Reggie Bush Must Show Versatility in Revamped Lions Offense

Timothy RappFeatured ColumnistApril 12, 2014

DETROIT, MI - NOVEMBER 28: Reggie Bush #21 of the Detroit Lions reacts after a second quarter reception and long run while playing the Green Bay Packers at Ford Field on November 28, 2013 in Detroit, Michigan. (Photo by Gregory Shamus/Getty Images)
Gregory Shamus/Getty Images

In the early portion of his career, Reggie Bush was treated like a hybrid running back and wide receiver. In the past three seasons with the Miami Dolphins and Detroit Lions, however, he's functioned as a three-down back and has thrived.

Now, he might need to grow accustomed to his hybrid role again.

With new offensive coordinator Joe Lombardi coming from the New Orleans Saints—where Bush initially played the role Darren Sproles came to fill in recent years—it's very possible his role in Detroit's offense will change. And the Lions could also go to the running-back-by-committee style that the Saints employ.

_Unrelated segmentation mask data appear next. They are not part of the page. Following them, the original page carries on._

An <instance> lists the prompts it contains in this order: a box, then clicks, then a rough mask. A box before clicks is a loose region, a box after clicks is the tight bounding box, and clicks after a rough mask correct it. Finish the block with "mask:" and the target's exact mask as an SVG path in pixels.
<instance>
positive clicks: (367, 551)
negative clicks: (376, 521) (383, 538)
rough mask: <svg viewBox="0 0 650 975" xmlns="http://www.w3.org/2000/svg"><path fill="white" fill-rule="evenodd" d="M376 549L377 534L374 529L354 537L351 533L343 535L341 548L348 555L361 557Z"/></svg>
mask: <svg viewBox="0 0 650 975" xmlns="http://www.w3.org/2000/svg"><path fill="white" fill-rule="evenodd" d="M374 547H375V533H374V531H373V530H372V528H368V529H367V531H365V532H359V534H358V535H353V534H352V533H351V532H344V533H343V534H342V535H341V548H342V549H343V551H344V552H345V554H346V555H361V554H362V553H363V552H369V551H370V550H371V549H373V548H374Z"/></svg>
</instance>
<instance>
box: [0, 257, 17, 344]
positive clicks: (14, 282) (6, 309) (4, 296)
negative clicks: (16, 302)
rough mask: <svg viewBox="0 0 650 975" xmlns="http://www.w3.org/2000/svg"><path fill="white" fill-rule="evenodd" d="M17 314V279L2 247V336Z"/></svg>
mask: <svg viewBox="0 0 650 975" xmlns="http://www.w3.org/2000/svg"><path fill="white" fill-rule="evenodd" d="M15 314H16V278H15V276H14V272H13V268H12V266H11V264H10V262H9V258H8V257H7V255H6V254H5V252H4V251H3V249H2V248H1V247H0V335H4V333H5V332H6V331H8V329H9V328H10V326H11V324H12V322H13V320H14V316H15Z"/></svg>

To his credit, Bush seems to be taking the possible adjustment in stride, as he told Michael Rothstein of ESPN:

We had a pretty good rotation going last (season), so, you know, we did some pretty special things with that. It can only go up from there, even if the workload is less for both of us, that’s only going to help us toward the end of the season, help us to stay healthy and probably play a little bit stronger and better toward the end of the season.

He also commented on the likely reliance on a fullback more often this season:

It’s just a guy in front of you. The reads are a little bit different because you have to wait on the fullback to make their move and make their block. 

There’s a little bit more patience involved when you have a fullback in front of you as opposed to when you’re back there by yourself and you can just read the defense and you’re just waiting on the offensive line.

In New Orleans from 2006 to 2010, Bush averaged 8.7 carries and 4.9 receptions per game. In the past three seasons, he's carried the ball 14.8 times per game and caught just 2.9 passes per contest. 

While the reception numbers are a bit skewed—Bush caught 161 passes in his first two seasons, but his 54 receptions last year was his highest total since those first two years—the rushing numbers are telling. So, too, is his production. In the last three years, he's rushed for 3,078 yards, nearly 1,000 yards more than he accumulated in five seasons with the Saints. 

It's fair to point out that he struggled with injuries more in his New Orleans days, but he still was never used as a primary back.

Don Wright

If Bush is receptive to the change, however, it could be the best thing for his career. He's 29 years old, nearing the age when many running backs begin to visibly decline, and his time as a primary runner is nearing a close anyway. 

But as a hybrid weapon, he still has the speed and shiftiness to be effective for several more seasons. And he's always been an excellent receiver and matchup nightmare when he lines up out wide, giving an already dangerous Lions offense another dimension.

Plus, whether Bush likes it or not, Joique Bell is probably going to see an expanded role this season. The Lions didn't break the bank re-signing him, but they did give him a fair share of guaranteed coin, as Fox Sports NFL tweeted:

So, what can we expect from Bush? Well, if you are a fantasy owner, you may want to drop him a bit in your rankings. It's very possible his 1,000-rushing-yard seasons are behind him. He could maintain sneaky value as a receiving option, however, and he should be able to replicate his 500-plus yards and three touchdowns in the passing game from a season ago.

Or Lombardi could utilize Bush in much the same way as he was a year ago. Who knows? But the fact that he is already addressing the possible adjustments in the running game suggests that won't be the case.

And that Bush is ready to once again play the role of the versatile weapon on offense.